Der Exodus der Forschungs- und Entwicklungsabteilungen hat mehrere, ganz unterschiedliche Gründe. Der Wichtigste: Wachsen können die Unternehmen in Zukunft nur mit neuen Produkten, die genau zu den neuen Kunden passen: Wer könnte solche Produkte besser entwickeln als Forscher vor Ort, die deren Bedürfnisse genau kennen? Riemensperger: „Wir müssen dahin gehen, wo die Kunden sind.“
Verstärkt wird der Trend auch durch die Alterung der westlichen Gesellschaften. „Wir erleben gerade in den westlichen Märkten einen zunehmenden Mangel an Fachkräften – das ist eine große Gefahr für das Wachstum vieler Unternehmen“, warnt Bernd Brunke, Partner der Unternehmensberatung Roland Berger. Wegen der alternden Bevölkerung in vielen Ländern würden bis 2030 weltweit 200 bis 300 Millionen qualifizierte Fachkräfte fehlen, vier Millionen allein in Deutschland. „Die Unternehmen werden ihre globale Personalstrategie überdenken müssen, die Schwellenländer bieten westlichen Unternehmen hervorragende Möglichkeiten im Personalbereich“, sagt Berger-Partner Tim Zimmermann.
So global die meisten deutschen Großkonzerne sind – nicht alle Branchen haben den Sprung in die Globalisierung 2.0 geschafft: „Bei der Consumer-IT ist der Zug für deutsche Unternehmen angesichts digitaler Giganten aus den USA oder Fernost längst abgefahren“, sagt Accenture-Chef Riemensperger. „Aber IT im Kontext unserer Leitbranchen ist eine Riesenchance für Deutschland als Volkswirtschaft und hat das Zeug zum Exportschlager.“
Kleine und mittelständische Unternehmen haben bei der Internationalisierung ihrer Geschäfte noch Nachholbedarf: 800.000 Mittelständler, die jenseits der Landesgrenze Geschäfte machen, gibt es hierzulande nach den Statistiken des Hamburgischen Weltwirtschaftsinstituts (HWWI) – gerade mal ein Viertel der Unternehmen mit weniger als 500 Mitarbeitern und weniger als 50 Millionen Euro Jahresumsatz.
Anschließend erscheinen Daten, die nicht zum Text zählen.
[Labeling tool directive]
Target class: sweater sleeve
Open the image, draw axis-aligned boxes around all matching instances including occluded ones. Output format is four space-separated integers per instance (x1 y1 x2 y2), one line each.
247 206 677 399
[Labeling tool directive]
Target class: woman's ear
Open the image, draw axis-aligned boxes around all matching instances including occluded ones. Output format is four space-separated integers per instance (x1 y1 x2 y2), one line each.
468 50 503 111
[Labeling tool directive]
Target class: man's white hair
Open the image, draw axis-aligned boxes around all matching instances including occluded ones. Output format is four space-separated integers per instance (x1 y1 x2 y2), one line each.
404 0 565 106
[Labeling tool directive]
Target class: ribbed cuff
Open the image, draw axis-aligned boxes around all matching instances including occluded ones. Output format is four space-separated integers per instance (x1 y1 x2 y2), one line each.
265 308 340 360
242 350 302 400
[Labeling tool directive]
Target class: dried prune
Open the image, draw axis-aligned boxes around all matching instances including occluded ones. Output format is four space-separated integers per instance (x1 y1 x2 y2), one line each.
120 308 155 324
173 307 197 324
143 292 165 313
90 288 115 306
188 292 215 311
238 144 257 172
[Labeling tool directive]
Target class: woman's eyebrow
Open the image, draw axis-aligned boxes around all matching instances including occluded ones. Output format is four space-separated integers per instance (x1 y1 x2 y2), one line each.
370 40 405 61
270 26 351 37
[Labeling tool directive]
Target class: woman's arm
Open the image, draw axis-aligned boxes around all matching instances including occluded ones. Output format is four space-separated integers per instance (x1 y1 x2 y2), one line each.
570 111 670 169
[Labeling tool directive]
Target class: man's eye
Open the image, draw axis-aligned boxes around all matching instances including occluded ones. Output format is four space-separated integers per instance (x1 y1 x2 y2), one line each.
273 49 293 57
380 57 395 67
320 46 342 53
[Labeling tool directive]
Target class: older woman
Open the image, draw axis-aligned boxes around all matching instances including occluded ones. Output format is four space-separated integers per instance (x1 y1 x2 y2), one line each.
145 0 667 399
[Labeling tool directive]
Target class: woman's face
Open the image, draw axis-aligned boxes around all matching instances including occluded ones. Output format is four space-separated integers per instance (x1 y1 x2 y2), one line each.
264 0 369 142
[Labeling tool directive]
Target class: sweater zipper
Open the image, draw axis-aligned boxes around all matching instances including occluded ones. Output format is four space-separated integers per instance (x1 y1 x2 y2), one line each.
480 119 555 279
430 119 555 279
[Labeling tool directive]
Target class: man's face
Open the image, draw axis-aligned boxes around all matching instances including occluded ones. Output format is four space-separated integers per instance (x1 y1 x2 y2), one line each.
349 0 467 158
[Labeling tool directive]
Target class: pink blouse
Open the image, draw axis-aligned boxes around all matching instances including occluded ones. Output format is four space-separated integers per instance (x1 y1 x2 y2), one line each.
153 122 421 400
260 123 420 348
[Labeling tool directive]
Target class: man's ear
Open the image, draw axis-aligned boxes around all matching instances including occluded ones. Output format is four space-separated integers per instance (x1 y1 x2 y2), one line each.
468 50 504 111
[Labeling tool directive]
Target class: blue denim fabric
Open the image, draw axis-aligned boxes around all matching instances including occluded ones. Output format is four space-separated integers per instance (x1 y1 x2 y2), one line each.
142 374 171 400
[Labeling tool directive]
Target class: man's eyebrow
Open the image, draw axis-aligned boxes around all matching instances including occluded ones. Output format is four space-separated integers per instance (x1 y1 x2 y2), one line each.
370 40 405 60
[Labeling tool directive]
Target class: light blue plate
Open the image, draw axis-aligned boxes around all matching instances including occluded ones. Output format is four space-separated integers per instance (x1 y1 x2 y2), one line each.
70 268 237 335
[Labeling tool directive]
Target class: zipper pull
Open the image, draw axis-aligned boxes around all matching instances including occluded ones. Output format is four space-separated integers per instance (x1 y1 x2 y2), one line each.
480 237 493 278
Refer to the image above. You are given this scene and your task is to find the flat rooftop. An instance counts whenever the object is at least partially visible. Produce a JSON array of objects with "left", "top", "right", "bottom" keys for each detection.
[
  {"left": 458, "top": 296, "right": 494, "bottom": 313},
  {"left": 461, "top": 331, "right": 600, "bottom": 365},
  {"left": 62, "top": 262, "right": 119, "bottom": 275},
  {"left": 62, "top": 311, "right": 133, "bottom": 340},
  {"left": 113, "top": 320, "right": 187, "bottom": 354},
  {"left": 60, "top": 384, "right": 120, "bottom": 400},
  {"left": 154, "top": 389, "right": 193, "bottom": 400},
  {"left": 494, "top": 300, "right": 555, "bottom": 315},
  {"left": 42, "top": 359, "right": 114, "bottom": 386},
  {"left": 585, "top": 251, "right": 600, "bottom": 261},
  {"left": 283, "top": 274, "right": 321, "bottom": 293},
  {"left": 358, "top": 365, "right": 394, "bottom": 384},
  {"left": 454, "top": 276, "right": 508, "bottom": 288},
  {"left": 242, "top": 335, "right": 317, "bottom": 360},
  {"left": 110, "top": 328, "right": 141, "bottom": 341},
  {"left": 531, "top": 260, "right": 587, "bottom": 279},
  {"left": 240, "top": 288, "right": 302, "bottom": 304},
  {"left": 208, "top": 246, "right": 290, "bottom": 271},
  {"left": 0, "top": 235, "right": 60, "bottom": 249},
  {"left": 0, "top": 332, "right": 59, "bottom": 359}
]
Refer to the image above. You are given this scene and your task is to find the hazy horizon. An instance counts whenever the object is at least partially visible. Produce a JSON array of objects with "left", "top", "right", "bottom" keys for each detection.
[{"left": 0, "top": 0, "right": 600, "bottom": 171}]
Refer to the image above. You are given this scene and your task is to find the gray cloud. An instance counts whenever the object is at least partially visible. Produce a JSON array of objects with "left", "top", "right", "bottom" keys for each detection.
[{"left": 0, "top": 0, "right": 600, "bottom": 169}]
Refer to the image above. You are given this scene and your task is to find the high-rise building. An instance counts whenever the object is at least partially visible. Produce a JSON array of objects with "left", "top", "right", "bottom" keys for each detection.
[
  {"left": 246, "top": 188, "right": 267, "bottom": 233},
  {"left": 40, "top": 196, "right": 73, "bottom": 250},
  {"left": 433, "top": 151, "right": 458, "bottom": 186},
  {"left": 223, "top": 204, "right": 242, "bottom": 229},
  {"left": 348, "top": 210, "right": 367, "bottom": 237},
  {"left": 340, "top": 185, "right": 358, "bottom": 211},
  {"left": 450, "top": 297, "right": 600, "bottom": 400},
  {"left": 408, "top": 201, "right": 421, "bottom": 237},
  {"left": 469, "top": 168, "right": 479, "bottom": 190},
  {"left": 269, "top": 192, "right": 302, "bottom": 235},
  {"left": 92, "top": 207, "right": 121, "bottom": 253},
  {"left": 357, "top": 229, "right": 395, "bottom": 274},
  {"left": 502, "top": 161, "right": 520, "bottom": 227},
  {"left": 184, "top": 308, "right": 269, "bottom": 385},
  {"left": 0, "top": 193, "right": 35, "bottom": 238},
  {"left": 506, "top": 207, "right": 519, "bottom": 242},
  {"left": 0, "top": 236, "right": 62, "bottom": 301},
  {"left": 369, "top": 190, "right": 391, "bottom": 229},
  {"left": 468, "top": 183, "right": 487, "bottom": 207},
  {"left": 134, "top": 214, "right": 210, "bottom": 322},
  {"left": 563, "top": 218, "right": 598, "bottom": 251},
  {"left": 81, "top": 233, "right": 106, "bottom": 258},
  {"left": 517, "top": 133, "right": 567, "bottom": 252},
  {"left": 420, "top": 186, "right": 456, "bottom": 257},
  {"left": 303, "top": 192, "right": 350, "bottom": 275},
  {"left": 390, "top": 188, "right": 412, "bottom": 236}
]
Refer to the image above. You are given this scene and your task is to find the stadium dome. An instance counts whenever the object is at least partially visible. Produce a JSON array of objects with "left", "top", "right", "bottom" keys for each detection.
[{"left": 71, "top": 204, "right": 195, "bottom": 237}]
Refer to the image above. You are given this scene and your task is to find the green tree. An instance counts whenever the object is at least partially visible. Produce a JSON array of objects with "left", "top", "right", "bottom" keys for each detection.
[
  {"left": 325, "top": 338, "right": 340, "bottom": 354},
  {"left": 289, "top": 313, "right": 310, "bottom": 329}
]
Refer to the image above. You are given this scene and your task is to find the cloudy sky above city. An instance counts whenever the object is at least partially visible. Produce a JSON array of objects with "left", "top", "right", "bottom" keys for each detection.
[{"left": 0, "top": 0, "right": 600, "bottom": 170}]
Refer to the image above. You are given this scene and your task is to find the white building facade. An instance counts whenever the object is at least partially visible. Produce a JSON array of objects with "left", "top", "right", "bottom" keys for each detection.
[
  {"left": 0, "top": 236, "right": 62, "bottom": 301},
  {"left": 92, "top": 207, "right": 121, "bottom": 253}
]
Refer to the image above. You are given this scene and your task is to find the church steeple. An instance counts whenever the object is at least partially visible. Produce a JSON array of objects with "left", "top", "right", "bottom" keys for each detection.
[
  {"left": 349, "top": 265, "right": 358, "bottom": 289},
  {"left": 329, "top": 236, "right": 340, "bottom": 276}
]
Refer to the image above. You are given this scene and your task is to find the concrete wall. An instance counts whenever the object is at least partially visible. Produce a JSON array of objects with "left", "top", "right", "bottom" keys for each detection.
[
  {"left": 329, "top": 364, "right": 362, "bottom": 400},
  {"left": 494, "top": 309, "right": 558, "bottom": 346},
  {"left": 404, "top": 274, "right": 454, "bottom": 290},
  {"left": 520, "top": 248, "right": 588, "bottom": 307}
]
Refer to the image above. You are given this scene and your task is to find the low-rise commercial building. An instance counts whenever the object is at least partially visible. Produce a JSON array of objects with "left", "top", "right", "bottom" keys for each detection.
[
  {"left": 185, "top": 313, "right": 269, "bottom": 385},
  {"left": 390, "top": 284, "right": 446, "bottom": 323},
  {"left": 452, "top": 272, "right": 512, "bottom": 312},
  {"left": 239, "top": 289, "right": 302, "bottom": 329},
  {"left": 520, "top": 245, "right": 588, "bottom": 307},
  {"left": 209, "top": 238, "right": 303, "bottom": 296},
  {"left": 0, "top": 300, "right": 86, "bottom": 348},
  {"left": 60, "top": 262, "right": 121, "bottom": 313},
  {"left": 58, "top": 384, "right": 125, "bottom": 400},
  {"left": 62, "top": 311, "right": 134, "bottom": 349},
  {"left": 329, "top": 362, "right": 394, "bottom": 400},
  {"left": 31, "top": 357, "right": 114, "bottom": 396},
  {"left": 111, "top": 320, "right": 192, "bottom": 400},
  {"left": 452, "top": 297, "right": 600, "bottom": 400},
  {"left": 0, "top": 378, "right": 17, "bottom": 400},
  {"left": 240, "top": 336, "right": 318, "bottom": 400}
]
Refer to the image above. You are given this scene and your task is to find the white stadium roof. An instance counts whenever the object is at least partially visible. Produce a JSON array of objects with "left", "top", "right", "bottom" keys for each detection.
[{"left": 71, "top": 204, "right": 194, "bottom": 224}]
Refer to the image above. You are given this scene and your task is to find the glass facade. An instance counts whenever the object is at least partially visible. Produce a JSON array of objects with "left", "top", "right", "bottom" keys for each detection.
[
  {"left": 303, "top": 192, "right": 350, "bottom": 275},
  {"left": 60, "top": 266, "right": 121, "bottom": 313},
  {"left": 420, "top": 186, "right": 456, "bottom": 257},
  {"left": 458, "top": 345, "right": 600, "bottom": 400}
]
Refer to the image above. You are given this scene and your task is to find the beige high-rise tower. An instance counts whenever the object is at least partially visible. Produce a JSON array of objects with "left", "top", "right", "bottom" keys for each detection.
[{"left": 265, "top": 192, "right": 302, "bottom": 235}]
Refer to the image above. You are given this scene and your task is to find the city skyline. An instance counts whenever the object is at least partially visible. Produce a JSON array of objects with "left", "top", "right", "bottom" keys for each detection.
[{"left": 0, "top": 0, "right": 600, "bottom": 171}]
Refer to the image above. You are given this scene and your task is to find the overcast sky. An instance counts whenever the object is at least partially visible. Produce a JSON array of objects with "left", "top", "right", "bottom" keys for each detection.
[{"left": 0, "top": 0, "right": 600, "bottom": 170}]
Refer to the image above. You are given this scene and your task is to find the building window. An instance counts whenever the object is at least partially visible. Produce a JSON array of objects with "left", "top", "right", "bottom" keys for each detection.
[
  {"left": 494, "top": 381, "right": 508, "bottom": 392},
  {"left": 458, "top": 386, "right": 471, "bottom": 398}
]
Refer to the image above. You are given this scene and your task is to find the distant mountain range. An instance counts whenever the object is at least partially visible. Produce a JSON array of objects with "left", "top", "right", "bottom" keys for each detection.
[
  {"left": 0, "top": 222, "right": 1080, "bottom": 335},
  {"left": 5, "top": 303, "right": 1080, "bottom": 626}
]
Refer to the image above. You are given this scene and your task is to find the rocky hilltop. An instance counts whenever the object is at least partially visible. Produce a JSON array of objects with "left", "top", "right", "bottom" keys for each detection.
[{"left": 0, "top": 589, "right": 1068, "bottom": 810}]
Zwar entfallen 16 Prozent der Mittelstandsumsätze auf Im- und Exporte, doch nur vier Prozent der im Ausland engagierten Mittelständler leisten sich ein Tochterunternehmen außerhalb Deutschlands – und wenn, dann eher im EU-Ausland als in den Wachstumsmärkten wie Brasilien, Russland, Indien oder China.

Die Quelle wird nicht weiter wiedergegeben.